[BUG] ColumnEnsembleClassifier fails fitting KNN classifiers
See original GitHub issueDescribe the bug I am trying to classify a multivariate dataset using a ColumnEnsembleClassifier. I use the same classifier for all dimensions. It fails to fit the dataset when I use KNN classifiers, but works when I use TimeSeriesForestClassifier.
I tried KNN with different metrics (‘msm, ‘dtw’ ‘euclidean’ -> imported from scipy’), all of them fail I tried it with AtrialFibrillation and BasicMotions datasets, it fails for both.
To Reproduce
from sktime.utils.data_io import load_from_arff_to_dataframe as load_arff
X_train, y_train = load_arff(path_to_dataset_TRAIN.arff')

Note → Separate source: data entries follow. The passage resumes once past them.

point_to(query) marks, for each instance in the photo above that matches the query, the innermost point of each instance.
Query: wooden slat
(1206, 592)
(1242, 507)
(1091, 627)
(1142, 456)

from sktime.classification.compose import ColumnEnsembleClassifier
from sktime.classification.distance_based._time_series_neighbors import KNeighborsTimeSeriesClassifier
from sktime.classification.compose import TimeSeriesForestClassifier
########## This one works fine ##########
clf= ColumnEnsembleClassifier(estimators=[
('TSF_0',TimeSeriesForestClassifier(verbose=0,n_jobs=-1),[0]),
('TSF_1',TimeSeriesForestClassifier(verbose=0,n_jobs=-1),[1])
])
clf.fit(X_train, y_train)
ColumnEnsembleClassifier(estimators=[
('TSF_0',TimeSeriesForestClassifier(n_jobs=-1),[0]),
('TSF_1',TimeSeriesForestClassifier(n_jobs=-1),[1])
])
########## This one fails ##########
clf= ColumnEnsembleClassifier(estimators=[
('1NN-MSM_0', KNeighborsTimeSeriesClassifier(metric='msm'), [0]),
('1NN-MSM_1', KNeighborsTimeSeriesClassifier(metric='msm'), [1])
])
clf.fit(X_train, y_train)
---------------------------------------------------------------------------
ValueError Traceback (most recent call last)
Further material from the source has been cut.